Stephen Harper’s statement about the chief justice is a supreme mistake

Photo by Nick Lachance
Photo by Nick Lachance

When Chief Justice Beverley McLachlin placed a phone call to the Minister of Justice Peter MacKay, she probably did not think it would spark this much uproar. However, nine months after the phone call was made, both Prime Minister Stephen Harper and MacKay have publicly condemned her and accused her of misconduct.

McLachlin’s phone call was prompted by the possibility of a constitutional problem with the appointment to the court of Judge Marc Nadon. McLachlin, acting well within her duties as chief justice of the nation, was compelled to make this problem known to Harper, who had appointed Nadon.

The problem here is not one of the ineptitude of the appointed judge, but one of simple protocol. Nadon, a federal court judge at the time, was appointed to fill in a seat at the Supreme Court constitutionally reserved for a judge from Quebec.

However, Nadon was neither a sitting judge in the Quebec Court of Appeal and Superior Court, nor a current member of the Quebec bar. As such, he was not qualified to hold a Quebec Supreme Court seat.

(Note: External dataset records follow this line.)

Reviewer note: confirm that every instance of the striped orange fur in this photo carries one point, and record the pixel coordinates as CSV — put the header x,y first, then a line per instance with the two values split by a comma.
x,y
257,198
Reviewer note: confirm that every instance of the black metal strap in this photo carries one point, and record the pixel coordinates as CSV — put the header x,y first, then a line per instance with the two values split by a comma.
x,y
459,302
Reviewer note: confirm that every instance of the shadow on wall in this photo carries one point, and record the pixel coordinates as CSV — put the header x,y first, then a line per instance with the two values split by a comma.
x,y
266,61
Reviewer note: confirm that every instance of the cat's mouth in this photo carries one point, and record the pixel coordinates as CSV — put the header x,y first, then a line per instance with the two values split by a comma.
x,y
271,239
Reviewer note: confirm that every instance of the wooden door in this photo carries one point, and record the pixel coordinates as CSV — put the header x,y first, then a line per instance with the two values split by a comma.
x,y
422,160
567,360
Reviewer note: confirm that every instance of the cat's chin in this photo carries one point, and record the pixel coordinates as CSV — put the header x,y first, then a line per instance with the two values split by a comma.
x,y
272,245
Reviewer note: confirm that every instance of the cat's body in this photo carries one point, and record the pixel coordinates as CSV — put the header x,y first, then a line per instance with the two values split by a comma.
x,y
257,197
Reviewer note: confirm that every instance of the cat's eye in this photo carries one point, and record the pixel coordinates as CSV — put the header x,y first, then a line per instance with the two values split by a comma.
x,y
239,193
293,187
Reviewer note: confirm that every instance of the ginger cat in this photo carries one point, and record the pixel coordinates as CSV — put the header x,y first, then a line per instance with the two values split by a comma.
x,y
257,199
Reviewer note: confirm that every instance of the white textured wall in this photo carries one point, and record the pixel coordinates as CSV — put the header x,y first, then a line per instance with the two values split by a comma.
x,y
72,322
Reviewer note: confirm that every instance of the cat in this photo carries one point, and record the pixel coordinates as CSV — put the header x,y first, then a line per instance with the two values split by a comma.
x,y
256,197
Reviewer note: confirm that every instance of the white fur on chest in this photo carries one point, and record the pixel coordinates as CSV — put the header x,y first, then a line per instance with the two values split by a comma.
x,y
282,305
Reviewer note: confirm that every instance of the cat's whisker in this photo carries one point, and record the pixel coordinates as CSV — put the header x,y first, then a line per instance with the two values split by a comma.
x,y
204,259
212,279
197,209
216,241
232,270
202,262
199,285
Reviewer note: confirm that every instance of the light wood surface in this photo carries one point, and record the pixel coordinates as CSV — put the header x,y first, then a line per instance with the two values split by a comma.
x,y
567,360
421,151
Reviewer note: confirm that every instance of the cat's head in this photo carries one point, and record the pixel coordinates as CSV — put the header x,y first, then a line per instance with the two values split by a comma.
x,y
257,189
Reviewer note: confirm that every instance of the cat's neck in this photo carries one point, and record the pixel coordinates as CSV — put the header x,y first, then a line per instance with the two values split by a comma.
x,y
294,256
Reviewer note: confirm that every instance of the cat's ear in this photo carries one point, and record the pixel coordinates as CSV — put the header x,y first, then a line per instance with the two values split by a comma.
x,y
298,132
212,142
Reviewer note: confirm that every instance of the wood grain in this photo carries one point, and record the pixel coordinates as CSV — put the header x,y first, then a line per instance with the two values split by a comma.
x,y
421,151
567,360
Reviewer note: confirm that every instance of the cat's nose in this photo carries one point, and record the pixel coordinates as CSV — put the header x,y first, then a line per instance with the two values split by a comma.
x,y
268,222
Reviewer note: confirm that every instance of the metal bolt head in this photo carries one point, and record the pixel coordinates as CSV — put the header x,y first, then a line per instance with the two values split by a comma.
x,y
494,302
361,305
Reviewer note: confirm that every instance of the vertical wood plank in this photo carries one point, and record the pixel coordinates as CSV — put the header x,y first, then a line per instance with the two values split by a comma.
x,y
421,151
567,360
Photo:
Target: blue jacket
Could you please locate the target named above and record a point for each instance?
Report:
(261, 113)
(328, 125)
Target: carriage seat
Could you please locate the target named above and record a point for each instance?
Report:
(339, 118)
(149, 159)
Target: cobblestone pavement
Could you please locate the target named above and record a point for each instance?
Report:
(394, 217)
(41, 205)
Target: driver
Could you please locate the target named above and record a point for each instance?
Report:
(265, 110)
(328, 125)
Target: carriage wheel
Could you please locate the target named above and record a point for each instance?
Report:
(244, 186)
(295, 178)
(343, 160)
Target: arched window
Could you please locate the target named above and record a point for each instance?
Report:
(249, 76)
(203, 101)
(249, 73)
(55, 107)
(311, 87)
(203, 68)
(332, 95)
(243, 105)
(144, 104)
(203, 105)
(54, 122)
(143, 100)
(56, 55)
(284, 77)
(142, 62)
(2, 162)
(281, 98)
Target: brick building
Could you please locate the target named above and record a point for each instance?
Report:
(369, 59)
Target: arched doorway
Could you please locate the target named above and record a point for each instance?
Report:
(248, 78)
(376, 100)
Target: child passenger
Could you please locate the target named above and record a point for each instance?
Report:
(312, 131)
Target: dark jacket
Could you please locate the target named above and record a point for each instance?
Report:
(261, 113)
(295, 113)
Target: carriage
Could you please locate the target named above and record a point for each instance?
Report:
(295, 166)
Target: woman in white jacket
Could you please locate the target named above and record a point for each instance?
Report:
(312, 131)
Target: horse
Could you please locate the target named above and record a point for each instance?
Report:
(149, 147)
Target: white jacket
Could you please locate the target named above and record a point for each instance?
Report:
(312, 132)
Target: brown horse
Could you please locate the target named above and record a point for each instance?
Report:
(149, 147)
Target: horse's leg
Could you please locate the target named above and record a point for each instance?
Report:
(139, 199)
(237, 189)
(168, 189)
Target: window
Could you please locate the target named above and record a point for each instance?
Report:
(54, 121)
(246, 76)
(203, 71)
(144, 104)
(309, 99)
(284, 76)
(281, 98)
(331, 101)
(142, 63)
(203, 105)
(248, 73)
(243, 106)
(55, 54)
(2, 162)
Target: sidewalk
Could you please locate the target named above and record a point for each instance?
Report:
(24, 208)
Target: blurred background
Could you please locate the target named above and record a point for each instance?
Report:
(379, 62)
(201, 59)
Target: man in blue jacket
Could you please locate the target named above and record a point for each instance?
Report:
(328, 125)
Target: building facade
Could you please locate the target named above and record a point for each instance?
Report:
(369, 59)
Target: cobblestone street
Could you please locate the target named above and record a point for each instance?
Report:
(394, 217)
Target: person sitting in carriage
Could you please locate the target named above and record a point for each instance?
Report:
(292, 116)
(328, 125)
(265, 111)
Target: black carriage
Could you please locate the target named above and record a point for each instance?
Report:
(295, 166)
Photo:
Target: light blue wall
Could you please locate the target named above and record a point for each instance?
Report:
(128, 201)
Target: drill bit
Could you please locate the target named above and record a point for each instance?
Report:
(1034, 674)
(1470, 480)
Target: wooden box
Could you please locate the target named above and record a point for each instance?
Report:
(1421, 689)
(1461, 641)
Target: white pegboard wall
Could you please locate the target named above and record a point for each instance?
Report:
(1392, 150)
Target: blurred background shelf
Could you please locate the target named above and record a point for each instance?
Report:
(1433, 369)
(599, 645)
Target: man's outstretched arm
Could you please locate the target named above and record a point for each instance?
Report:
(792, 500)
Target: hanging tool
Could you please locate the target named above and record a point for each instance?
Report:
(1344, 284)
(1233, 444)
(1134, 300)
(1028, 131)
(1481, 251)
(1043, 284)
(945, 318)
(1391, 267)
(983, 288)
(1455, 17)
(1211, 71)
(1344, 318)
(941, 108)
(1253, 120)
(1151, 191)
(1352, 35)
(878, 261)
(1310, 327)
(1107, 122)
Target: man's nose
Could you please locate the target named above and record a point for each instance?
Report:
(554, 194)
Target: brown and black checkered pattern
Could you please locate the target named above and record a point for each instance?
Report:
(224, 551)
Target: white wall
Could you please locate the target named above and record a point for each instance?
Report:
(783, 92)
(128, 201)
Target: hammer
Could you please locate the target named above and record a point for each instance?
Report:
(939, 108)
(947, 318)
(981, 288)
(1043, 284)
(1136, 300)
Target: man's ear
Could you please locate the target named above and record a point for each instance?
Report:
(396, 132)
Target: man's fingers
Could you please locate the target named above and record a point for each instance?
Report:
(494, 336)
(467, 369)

There are many implications and dimensions to Harper’s accusations. While it is possible that Harper and MacKay genuinely believe McLachlin’s call was inappropriate, the facts of the matter prove otherwise.

Moreover, if Harper sincerely believed in Mclachlin’s apparent misconduct, he would not have waited nine months to voice his disapproval.

It is very possible that Harper’s actions were made in retaliation to the government’s current five-case losing streak at the Supreme Court, one of which was the eventual displacement of Justice Marc Nadon. If this is true, then it can be concluded that Harper’s actions were an attempt at revolting, childishly, against the Supreme Court.

It is the opinion of many that in the event that Mclachlin’s phone call was inappropriate, such professional conversations should never be made public, lest we witness a fresh new wave of incongruity between the executive and judicial branches of government.

Scenarios such as this have the power to instil doubt about the integrity and independence of the judicial system. More importantly, they have the power to corrupt the long held judicial principles of impartiality and non-partisanship.

The obvious way to remedy this wrong is for the Prime Minister to retract his statement, and perhaps issue an apology to the Chief Justice.